After all, the odds of actually seeing 65-year-old video footage of Conte’s late father, a U.S. Army MP, during a TV documentary on World War II was about one in 8 million, the number of Army soldiers who served in the war.
As it ends up, Deputy Chief Tom Holman was right.
“It was only a four-second clip, but there he was — and the hair on my neck just stood up. I recognized him right away,” said Conte, who finally relented, borrowed a copy of the History channel’s “World War II in HD” and pored over hours of video Easter Sunday.
His father, Joe Conte, was drafted into the Army before Pearl Harbor. He trained in the Mojave Desert in California with plans to deploy him to North Africa to fight German Field Marshal Erwin Rommel.
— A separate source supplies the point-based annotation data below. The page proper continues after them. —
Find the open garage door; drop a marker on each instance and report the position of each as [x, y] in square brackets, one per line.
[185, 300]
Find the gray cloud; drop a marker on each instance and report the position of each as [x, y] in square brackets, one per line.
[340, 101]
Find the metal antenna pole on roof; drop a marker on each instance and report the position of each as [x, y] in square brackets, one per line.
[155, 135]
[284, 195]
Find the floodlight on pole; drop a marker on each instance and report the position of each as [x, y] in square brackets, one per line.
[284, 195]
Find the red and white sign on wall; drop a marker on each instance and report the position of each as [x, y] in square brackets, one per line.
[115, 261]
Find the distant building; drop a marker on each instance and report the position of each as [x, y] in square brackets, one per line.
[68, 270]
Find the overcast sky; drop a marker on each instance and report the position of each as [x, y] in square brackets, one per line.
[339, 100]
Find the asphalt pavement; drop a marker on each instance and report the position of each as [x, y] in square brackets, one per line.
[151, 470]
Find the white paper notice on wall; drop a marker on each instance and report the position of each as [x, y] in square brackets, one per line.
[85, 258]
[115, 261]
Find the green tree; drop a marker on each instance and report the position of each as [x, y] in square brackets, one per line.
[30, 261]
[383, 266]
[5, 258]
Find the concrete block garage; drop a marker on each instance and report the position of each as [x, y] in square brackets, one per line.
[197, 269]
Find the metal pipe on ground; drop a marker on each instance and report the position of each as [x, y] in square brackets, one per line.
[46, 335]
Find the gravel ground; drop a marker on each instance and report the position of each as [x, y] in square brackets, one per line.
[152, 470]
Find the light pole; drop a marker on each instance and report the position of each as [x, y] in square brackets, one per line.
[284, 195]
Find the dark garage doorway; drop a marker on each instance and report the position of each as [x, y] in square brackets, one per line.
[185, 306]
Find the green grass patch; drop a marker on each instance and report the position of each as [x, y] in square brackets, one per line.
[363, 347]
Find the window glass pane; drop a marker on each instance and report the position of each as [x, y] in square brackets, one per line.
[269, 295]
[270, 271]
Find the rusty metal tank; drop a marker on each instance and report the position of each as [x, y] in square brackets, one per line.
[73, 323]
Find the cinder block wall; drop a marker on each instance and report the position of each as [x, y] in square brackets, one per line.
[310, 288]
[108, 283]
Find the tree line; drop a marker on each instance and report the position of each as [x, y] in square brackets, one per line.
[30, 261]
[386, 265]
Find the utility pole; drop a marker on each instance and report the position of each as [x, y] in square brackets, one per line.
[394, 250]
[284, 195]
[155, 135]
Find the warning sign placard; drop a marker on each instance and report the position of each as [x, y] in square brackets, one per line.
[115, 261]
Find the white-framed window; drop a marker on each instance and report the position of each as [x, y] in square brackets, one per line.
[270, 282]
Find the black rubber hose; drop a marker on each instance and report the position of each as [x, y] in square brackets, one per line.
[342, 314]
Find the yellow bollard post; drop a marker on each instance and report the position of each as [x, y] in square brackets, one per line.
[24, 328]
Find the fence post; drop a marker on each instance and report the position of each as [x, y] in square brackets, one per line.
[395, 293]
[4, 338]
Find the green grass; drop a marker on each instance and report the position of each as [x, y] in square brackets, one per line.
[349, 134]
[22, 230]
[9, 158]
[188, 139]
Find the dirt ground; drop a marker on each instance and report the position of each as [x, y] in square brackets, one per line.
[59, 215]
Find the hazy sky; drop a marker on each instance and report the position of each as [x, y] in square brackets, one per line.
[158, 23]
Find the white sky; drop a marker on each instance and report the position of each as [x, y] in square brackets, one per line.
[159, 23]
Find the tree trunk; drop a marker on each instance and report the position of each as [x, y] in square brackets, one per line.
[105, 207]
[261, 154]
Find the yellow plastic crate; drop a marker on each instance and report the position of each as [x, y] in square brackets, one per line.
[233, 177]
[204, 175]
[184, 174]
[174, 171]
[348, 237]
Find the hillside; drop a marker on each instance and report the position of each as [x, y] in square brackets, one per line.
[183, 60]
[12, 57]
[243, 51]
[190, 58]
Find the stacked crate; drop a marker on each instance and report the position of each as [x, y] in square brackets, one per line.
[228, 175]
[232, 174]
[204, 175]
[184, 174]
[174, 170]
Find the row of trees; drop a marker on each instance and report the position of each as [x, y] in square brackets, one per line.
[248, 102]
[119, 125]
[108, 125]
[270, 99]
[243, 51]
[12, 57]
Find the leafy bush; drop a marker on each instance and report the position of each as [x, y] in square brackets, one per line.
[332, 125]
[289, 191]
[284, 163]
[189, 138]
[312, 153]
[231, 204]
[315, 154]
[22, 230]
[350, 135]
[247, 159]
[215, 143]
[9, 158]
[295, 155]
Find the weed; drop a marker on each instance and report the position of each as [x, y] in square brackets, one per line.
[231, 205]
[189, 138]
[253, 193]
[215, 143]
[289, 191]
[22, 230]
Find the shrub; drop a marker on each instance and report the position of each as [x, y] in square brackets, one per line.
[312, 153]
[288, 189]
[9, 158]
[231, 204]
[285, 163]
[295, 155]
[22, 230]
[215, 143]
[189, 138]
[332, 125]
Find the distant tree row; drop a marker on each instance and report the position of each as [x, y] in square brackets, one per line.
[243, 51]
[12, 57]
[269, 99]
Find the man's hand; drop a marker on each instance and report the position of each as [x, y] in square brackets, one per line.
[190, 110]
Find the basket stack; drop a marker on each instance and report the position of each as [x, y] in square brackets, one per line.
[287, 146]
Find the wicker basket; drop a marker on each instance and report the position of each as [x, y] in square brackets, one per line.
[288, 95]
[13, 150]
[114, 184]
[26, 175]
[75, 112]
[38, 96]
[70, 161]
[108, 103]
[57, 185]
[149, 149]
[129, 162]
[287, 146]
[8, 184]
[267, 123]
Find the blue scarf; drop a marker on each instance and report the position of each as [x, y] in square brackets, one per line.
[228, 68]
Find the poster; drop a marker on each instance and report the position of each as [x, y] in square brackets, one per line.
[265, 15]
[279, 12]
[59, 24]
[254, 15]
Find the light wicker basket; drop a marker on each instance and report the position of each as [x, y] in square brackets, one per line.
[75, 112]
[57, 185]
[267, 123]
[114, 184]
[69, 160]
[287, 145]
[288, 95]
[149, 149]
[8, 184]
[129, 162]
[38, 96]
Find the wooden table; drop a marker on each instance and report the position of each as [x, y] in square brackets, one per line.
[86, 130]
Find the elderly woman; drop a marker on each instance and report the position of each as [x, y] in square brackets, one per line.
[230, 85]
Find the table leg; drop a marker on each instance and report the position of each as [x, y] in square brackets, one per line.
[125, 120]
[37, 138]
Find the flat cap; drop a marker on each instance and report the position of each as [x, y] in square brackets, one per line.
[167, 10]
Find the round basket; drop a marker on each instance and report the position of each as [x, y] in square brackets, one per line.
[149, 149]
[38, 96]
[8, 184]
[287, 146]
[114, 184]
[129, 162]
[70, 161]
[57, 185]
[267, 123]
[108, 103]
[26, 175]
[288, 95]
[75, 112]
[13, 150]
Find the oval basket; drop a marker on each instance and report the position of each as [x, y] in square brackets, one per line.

Deployment plans changed, and instead he was sent to England to prepare for the Normandy invasion, Conte recalled.
He arrived in France about 14 days after the first troops landed on June 6, 1944. He later fought in the Battle of the Bulge, where he earned a Purple Heart.
On his iPhone, Conte, a firefighter assigned to the Woodward Avenue firehouse, has wartime pictures of his father, including a favorite of him sitting on the ground next to his motorcycle, his riding goggles perched on his forehead.
But it was an emotional moment to see actual video, even four seconds worth, of his father, who died in 1998. Smiling and talking inaudibly, it was an image of his father at about 24 years old, before he met his mother upon returning home and thus before Rick was a proverbial glint in his eye.
“You cried,” Holman reminded him as they recently related the story.
“I sometimes get emotional,” Conte acknowledged.